Le code NC 284420 couvre un ensemble de produits stratégiques relevant du traité Euratom : l'uranium enrichi en U235 et ses composés, le plutonium et ses composés, ainsi que les alliages, dispersions (y compris les cermets), produits céramiques et mélanges contenant ces matières. Ce code regroupe cinq sous-positions, dont la plus importante en volume et en valeur est la 28442035 (uranium enrichi en U235 et ses composés, hors ferro-uranium). Les échanges de l'Union européenne avec le reste du monde dans ce segment sont étroitement liés au cycle du combustible nucléaire — enrichissement, retraitement, approvisionnement des centrales — et se situent dans un contexte réglementaire strict (Euratom Supply Agency).

La période 2015–2025 est marquée par des dynamiques profondes : la relance des ambitions nucléaires dans plusieurs États membres, les tensions géopolitiques consécutives au conflit russo-ukrainien de 2022, et une raréfaction progressive des capacités d'enrichissement mondiales. Le présent rapport s'appuie exclusivement sur les données de commerce disponibles (Vue d'ensemble du commerce) pour analyser trois dynamiques majeures : le basculement du solde commercial, la reconfiguration géographique des flux, et l'escalade des prix.


1. Du déficit à l'excédent : une bascule commerciale sans précédent

Le solde commercial de l'UE bascule de –70 M€ à +2,4 Md€

Entre 2015 et 2025, l'Union européenne est passée d'une position déficitaire à un excédent massif sur le segment de l'uranium enrichi et du plutonium. Le solde commercial a évolué de –70,2 M€ en 2015 (première année de la période) à +2 388 M€ en 2025, avec un maximum atteint en 2024 à environ +3 654 M€ (Vue d'ensemble du commerce). Ce retournement spectaculaire (+3 501 %) s'explique par une croissance bien plus rapide des exportations que des importations.

Indicateur 2015 2025 Variation
Exportations (M€) 1 154 4 028 +249 %
Importations (M€) 1 224 1 640 +34 %
Solde commercial (M€) –70 +2 388
Exportations (tonnes) 1 324 2 063 +56 %
Importations (tonnes) 1 103 1 303 +18 %
Exportations (M gi F/S) 42,3 58,3 +38 %
Importations (M gi F/S) 35,1 26,8 –24 %

Source : Vue d'ensemble du commerce

L'écart entre la croissance de la valeur (+249 %) et celle de la masse (+56 %) pour les exportations traduit une hausse très significative des prix unitaires, abordée dans la troisième partie de ce rapport. Par ailleurs, il est notable que les quantités en grammes isotopes fissiles (gi F/S) aient diminué côté importations (–24 %) tout en augmentant côté exportations (+38 %), suggérant une modification de la composition en enrichissement des flux entrants et sortants.

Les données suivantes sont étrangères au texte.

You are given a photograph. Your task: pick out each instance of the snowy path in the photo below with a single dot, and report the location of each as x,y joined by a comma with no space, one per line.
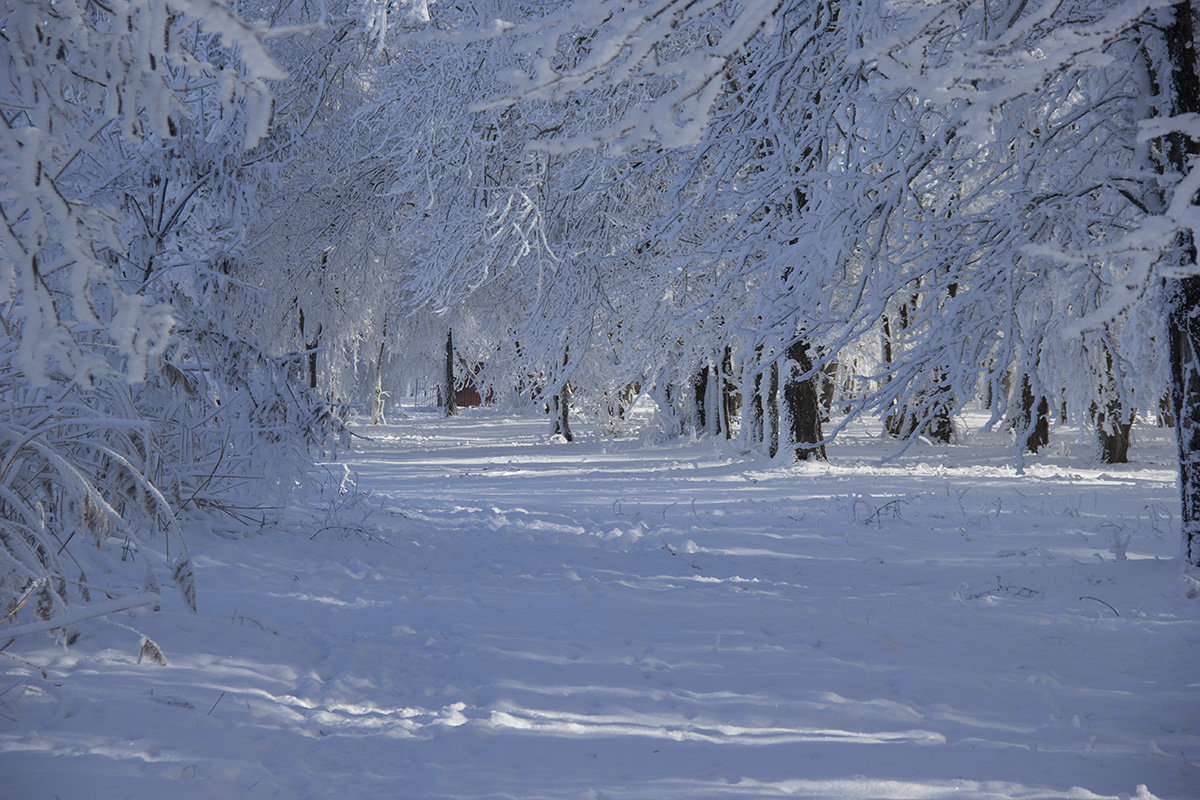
618,620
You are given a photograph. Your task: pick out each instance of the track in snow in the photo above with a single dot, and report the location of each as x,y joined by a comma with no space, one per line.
528,619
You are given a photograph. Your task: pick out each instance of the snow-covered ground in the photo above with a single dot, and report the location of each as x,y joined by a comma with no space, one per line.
531,619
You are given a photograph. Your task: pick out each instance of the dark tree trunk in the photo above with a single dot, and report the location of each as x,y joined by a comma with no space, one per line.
561,405
771,420
1113,433
756,410
700,400
1183,293
731,400
449,403
803,401
1113,421
377,411
1037,431
311,349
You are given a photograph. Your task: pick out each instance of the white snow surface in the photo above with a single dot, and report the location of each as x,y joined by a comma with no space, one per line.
531,619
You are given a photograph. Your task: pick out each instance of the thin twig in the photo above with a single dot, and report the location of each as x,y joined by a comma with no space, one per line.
1102,602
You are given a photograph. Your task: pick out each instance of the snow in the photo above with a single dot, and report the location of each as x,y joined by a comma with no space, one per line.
623,619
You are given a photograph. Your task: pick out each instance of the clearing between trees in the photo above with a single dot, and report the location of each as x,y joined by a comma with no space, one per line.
493,614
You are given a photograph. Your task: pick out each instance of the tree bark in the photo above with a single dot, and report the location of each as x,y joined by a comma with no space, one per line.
756,408
700,401
771,419
803,402
449,403
562,405
1037,431
1183,293
311,348
730,398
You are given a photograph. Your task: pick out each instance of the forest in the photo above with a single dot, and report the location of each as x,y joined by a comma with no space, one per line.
240,239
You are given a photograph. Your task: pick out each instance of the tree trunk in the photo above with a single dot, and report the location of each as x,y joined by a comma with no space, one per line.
1110,417
700,401
771,420
1036,431
1183,293
756,408
731,400
449,403
1113,432
311,346
803,402
377,410
561,405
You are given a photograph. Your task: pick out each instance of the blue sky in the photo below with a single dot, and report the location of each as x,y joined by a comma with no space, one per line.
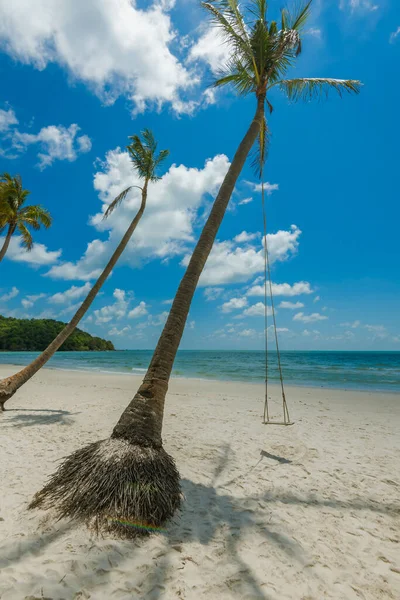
77,83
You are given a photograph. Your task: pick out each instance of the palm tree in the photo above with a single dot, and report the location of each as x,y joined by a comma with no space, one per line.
15,216
128,480
145,160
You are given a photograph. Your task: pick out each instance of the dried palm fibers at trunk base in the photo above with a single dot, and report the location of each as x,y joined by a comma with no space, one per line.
113,485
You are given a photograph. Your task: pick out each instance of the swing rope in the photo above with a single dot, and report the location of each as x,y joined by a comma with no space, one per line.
267,277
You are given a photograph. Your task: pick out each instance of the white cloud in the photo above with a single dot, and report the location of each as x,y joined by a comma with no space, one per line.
268,187
233,304
291,305
353,324
112,46
230,263
314,32
212,293
282,289
314,332
117,310
257,310
39,255
73,293
9,295
139,311
358,5
247,333
309,318
55,143
166,228
375,328
116,331
7,119
211,49
394,36
245,237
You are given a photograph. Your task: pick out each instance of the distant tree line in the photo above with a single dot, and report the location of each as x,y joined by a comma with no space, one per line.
36,335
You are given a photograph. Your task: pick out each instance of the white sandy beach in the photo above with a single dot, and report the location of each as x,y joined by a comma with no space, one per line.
308,512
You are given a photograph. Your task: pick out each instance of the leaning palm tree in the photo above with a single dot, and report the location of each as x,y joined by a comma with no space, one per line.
14,216
128,482
145,160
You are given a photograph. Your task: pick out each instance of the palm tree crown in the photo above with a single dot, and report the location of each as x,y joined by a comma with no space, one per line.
262,52
145,161
15,215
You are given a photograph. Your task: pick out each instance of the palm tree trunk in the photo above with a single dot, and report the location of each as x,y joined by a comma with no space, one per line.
11,229
141,422
9,386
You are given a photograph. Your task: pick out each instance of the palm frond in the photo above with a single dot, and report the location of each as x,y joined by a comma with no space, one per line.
36,216
27,240
261,150
231,36
117,201
309,88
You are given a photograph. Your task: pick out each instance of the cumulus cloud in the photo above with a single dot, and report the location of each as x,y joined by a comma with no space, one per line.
73,293
117,310
39,255
291,305
309,318
268,187
257,310
114,47
353,324
9,295
212,293
393,38
56,142
211,49
282,289
247,333
245,237
139,311
7,119
358,5
116,331
233,304
166,228
231,263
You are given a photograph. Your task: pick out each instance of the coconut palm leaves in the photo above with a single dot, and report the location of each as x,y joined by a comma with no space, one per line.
262,54
145,160
15,216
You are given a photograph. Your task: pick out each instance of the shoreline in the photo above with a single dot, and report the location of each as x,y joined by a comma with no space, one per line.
287,384
273,513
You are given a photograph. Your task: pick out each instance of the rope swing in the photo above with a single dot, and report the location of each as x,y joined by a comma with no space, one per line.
267,278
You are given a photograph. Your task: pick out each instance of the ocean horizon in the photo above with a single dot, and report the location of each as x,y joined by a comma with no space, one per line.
354,370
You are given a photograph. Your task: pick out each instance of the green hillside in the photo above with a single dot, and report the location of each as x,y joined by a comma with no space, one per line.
36,334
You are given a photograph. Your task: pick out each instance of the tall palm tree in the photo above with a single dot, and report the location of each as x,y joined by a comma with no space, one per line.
145,160
15,216
128,480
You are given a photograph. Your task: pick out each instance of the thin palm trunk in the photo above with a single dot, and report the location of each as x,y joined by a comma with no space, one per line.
9,386
11,229
141,422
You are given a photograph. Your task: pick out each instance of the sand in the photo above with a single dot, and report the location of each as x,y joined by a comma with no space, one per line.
307,512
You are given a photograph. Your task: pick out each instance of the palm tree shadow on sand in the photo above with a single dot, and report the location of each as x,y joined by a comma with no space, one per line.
210,514
26,417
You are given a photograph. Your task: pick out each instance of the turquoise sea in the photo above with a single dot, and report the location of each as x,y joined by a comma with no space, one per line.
347,370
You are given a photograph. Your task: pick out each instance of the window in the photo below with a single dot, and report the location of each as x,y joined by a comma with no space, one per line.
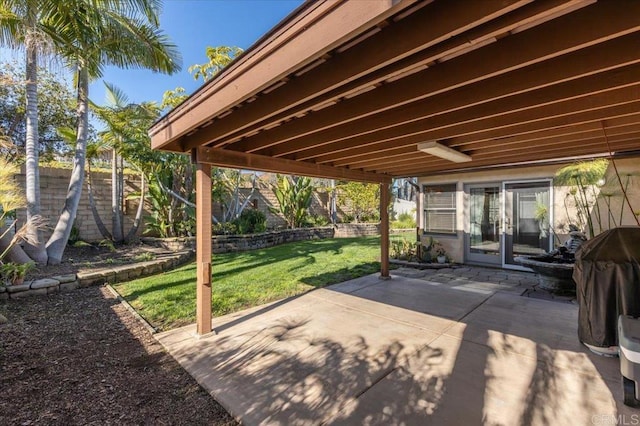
440,208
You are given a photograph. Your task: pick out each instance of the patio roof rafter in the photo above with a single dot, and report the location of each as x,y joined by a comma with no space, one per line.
342,91
239,160
535,46
371,62
595,108
565,135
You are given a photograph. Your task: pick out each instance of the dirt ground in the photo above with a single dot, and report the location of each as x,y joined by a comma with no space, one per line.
95,256
82,358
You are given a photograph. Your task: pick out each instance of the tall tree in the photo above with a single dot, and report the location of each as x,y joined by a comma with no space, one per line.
56,102
21,25
90,35
126,134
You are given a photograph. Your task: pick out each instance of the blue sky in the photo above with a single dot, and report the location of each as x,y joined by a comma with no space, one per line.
193,25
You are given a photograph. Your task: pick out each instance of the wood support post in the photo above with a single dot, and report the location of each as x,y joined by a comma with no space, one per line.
384,230
203,248
419,209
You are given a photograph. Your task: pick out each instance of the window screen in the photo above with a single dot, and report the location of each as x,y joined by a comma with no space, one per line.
440,208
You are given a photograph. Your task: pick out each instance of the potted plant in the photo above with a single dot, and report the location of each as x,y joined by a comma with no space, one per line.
14,273
440,252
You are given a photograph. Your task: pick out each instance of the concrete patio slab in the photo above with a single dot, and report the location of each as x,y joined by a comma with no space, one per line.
403,351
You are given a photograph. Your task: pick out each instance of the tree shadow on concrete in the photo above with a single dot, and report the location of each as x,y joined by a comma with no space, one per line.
287,372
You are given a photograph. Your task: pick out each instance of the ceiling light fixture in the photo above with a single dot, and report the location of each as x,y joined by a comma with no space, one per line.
442,151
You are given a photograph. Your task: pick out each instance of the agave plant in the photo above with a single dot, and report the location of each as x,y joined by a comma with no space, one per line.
294,198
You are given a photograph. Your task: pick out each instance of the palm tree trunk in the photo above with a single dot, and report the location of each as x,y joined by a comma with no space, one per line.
36,251
58,241
138,219
94,210
116,225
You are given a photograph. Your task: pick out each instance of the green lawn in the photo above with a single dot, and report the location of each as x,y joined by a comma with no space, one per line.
251,278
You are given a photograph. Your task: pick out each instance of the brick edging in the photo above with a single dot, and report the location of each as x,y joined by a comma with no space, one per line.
102,276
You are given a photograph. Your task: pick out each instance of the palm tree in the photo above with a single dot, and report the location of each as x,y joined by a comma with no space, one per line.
91,34
126,135
21,26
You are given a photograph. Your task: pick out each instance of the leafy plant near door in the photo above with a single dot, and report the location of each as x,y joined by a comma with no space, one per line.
294,198
589,185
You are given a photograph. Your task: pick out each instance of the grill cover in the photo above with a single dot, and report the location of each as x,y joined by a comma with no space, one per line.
607,276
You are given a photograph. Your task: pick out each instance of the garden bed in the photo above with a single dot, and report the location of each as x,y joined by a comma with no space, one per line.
82,358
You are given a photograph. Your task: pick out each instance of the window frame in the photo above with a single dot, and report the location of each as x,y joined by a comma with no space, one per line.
450,187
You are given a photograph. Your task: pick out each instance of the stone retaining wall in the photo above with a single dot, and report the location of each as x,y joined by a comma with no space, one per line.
234,243
349,230
111,275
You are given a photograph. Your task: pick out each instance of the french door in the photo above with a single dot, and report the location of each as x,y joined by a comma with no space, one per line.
482,244
527,214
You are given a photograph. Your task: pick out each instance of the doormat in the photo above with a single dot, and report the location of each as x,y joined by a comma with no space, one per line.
538,293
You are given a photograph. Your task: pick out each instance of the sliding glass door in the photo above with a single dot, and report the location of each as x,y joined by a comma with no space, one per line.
527,215
483,238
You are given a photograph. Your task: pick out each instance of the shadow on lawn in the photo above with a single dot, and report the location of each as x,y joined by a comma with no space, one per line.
262,257
344,274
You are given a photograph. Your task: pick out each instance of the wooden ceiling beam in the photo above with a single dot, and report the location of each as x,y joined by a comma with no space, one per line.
614,125
408,153
239,160
525,155
319,28
457,124
503,151
593,69
373,60
532,46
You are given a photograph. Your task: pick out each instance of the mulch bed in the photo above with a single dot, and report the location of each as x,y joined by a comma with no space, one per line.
82,358
95,256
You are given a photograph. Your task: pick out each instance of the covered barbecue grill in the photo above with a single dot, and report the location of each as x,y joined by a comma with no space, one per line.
607,276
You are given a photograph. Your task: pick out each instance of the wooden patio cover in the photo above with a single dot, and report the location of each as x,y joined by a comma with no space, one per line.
348,89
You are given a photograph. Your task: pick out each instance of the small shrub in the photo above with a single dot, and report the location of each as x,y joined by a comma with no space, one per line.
317,220
251,221
225,228
143,257
404,221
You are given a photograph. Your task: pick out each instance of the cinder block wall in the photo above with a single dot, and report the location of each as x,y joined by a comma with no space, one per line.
54,183
263,198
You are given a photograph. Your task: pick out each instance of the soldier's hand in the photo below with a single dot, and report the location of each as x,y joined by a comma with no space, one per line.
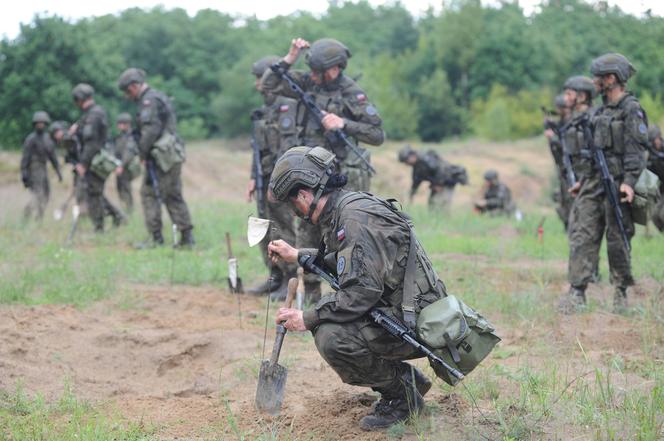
292,319
574,190
251,188
332,122
297,44
279,249
628,192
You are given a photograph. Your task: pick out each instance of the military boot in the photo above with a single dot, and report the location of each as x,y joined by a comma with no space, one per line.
186,240
271,284
573,301
312,292
394,407
620,300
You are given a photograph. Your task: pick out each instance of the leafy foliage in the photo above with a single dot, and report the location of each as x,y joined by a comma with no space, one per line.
427,77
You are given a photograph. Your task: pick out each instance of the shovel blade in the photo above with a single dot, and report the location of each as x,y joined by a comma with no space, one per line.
271,386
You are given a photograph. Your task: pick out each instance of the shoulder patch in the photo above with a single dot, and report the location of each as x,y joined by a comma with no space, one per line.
341,265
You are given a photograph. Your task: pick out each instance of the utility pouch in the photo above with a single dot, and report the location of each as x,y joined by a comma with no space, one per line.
646,194
167,151
103,163
456,333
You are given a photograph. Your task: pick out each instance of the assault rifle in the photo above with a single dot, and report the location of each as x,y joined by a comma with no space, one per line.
607,179
336,137
258,168
388,323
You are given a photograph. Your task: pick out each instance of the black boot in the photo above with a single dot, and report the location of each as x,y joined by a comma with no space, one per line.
186,240
271,284
397,404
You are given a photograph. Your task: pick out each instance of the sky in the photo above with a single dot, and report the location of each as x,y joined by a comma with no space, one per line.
23,11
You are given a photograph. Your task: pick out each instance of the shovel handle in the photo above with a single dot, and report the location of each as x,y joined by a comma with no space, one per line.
292,289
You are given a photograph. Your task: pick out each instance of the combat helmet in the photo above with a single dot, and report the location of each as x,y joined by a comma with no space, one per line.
260,66
123,117
490,175
326,53
82,92
580,83
613,63
41,116
405,152
130,76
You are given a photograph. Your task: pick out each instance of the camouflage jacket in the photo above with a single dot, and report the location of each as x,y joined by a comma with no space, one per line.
37,149
92,132
344,98
155,114
370,244
621,130
277,127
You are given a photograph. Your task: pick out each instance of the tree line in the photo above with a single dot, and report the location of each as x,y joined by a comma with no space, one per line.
468,70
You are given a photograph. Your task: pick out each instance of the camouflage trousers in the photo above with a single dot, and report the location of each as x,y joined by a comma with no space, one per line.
364,354
123,185
170,191
440,197
591,218
40,191
282,227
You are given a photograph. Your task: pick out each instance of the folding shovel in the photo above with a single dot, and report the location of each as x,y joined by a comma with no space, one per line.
272,377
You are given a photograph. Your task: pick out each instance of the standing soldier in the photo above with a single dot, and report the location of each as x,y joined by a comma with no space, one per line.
275,130
497,196
562,197
619,129
37,149
91,131
656,165
127,152
162,150
442,175
346,108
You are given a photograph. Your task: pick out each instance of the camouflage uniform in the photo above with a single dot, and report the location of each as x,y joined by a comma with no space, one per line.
620,130
125,150
442,176
37,149
92,132
656,165
370,242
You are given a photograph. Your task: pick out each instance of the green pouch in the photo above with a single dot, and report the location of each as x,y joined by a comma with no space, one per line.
456,333
103,163
646,193
167,151
134,167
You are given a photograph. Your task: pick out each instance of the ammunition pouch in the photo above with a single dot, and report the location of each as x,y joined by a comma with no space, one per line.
104,163
168,151
456,333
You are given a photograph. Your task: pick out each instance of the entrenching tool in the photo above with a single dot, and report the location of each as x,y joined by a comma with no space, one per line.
234,281
272,377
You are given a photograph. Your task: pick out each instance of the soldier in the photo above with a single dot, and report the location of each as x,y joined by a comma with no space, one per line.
355,226
37,149
163,153
442,176
619,128
562,196
127,152
90,131
275,131
347,108
656,165
497,196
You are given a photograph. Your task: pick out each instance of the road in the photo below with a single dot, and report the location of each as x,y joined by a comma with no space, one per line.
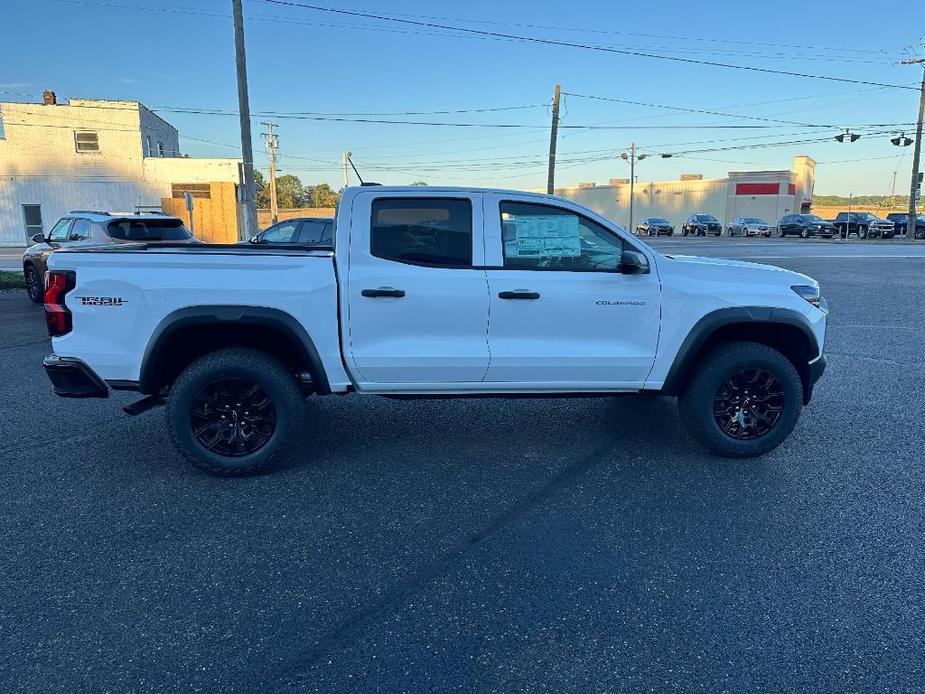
493,545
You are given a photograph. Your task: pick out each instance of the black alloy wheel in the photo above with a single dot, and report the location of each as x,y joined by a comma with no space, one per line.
34,284
233,417
749,404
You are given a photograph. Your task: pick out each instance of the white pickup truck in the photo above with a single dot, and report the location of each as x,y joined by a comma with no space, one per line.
432,292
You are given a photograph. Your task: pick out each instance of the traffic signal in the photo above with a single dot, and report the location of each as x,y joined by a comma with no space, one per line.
852,137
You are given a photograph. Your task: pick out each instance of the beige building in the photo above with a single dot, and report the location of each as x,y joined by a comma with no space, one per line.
91,154
766,194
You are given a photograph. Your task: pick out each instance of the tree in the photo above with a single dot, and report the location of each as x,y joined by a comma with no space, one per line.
321,195
290,192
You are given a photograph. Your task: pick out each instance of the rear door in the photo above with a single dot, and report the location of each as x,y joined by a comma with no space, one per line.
563,316
416,290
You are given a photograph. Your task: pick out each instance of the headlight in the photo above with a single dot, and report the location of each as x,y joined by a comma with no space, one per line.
811,294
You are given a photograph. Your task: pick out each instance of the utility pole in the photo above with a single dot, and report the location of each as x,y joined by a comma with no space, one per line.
345,158
249,199
632,158
553,137
914,188
272,141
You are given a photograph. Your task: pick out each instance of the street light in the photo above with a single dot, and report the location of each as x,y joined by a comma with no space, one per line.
632,158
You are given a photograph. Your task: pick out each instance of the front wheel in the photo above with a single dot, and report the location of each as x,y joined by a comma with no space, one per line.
743,400
231,411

La France, moteur central de la croissance des exportations

La transformation du solde commercial est portée de manière prépondérante par la France. Les exportations françaises du code 284420 sont passées de 298 M€ en 2015 à 2 307 M€ en 2025, soit une multiplication par 7,7 (+675 %) (Flux par État membre). La France représentait ainsi environ 57 % de la valeur totale des exportations de l'UE en 2025, contre 26 % en 2015.

État membre Export. 2015 (M€) Export. 2025 (M€) Part 2015 Part 2025
France 298 2 307 26 % 57 %
Pays-Bas 497 839 43 % 21 %
Allemagne 353 866 31 % 21 %

Source : Flux par État membre

Note : Les parts individuelles dépassent 100 % car elles sont calculées par rapport au total UE (qui inclut les réexportations et mouvements intra-UE rapportés comme flux extra-UE). La France, les Pays-Bas et l'Allemagne concentrent ensemble la quasi-totalité des exportations extra-UE.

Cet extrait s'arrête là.